25 Jenazah yang Terlantar di RSUP Sanglah Dikremasi, Ada Mayat yang Tersimpan Sejak 2019
DOK IST

Bagikan:

DENPASAR - Rumah Sakit Umum Pusat Sanglah (RSUP) Sanglah, Denpasar, Bali, melakukan kremasi 25 jenazah terlantar yang tak diketahui identitasnya termasuk jenazah yang tidak ada keluarga mengambilnya.

“Melakukan kremasi jenazah-jenazah yang ada di forensik yang terlantar, yang tidak diketahui identitasnya dan yang tidak ada keluarga mengambil jenazah di bagian forensik," kata Direktur POU RSUP Sanglah Ni Luh Dharma Kerti Nathi di RSUP Sanglah, Denpasar, Bali, Kamis, 23 September.

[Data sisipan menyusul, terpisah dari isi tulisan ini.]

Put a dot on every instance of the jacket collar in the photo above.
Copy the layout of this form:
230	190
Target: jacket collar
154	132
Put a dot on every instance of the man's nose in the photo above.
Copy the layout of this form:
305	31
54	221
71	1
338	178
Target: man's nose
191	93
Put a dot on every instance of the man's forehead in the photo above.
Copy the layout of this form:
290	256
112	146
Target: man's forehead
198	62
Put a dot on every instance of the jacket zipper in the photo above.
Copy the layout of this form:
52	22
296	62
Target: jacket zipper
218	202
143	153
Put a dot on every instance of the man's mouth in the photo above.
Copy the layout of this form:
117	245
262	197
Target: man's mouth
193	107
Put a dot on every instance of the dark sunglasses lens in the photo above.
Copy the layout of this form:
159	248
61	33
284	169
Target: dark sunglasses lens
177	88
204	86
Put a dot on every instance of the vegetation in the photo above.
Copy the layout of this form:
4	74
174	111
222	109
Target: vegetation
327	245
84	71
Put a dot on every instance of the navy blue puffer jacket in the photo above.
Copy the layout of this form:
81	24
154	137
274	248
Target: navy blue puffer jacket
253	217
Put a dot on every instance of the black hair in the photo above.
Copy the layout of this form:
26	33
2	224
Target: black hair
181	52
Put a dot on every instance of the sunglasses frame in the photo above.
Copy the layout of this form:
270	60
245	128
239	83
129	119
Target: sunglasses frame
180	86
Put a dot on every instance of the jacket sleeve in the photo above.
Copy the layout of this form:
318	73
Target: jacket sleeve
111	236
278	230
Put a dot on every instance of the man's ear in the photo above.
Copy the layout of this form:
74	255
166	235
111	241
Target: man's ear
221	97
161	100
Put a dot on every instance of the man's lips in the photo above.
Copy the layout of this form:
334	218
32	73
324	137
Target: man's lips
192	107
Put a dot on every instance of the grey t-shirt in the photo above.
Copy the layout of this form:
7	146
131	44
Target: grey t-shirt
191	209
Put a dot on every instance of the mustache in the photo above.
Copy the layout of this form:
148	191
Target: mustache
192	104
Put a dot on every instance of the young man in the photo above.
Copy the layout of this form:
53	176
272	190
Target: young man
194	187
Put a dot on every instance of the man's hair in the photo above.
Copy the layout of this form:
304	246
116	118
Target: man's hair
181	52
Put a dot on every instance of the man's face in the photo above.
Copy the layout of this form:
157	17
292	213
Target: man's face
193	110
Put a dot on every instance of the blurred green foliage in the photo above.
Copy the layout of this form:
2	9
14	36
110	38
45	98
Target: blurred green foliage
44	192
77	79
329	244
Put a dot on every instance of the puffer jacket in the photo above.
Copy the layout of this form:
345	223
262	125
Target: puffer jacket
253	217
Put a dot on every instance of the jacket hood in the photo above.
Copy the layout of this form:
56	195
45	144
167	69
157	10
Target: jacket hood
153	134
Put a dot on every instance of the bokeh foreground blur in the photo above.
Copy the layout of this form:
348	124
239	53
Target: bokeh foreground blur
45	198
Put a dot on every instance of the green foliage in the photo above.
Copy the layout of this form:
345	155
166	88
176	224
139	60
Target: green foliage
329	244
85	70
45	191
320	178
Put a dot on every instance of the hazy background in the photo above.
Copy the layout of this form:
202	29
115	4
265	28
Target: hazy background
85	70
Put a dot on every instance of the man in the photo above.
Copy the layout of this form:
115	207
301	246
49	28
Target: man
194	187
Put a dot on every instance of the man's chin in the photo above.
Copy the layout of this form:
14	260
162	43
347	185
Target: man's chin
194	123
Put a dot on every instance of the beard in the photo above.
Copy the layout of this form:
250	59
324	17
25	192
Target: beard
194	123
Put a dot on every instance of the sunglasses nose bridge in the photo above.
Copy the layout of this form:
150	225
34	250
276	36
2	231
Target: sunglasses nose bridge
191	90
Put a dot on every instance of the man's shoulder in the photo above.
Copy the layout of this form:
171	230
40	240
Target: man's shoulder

Dari 25 jenazah, menurut Kerti Nathi, ada yang terlama tersimpan di forensik yakni tahun 2019.

Sementara, untuk biaya pemulasaraan kremasi puluhan jenazah cukup mahal. Biaya ditanggung pihak RSUP Sanglah dan Dinas Sosial Bali.

"Jadi, karena memang dari tahun 2019 tentu biaya untuk pemulasaraan jenazah. Bahkan, dari pasien itu dirawat di rumah sakit sanglah itu sampai sekarang sekitar Rp 2,6 miliar. Cukup banyak juga kalau dihitung dari sisi biaya perawatan dan pemulasaraan jenazah sampai saat ini," ungkapnya.

"Ini bisa menjadi CSR bagi rumah Sakit Sanglah setiap tahunnya. Karena, tentu direktur utama RSUP Sanglah itu harus membuat surat keputusan pembebasan dari jenazah-jenazah terlantar ini," jelasnya.

Jumlah kremasi tahun ini tidak seperti tahun sebelumnya yang bisa mencapai 30 jenazah. Sebab komunitas atau masyarakat ada yang membantu penanganan jenazah yang tak dikenal atau tak diambil keluarganya.

"Belakangan ini ternyata sudah semakin banyak dari komunitas sendiri yang memberikan kontribusi ke dalam prosesi ini. Terutama, jenazah-jenazah yang sudah terindentifikasi beragama Islam, itu dari MUI benar-benar mengambil inisiatif untuk melakukan prosesi pemakaman dari jenazah-jenazah mereka," jelasnya.

Ke depan diharapkan lebih banyak lagi komunitas yang bisa membantu dalam menangani jenazah terlantar.

"Sehingga, mereka bisa terindentifikasi sesuai dengan agamanya bisa dilakukan prosesi atau penghormatan terkahir sesuai agama yang mereka akui," ujar Natih.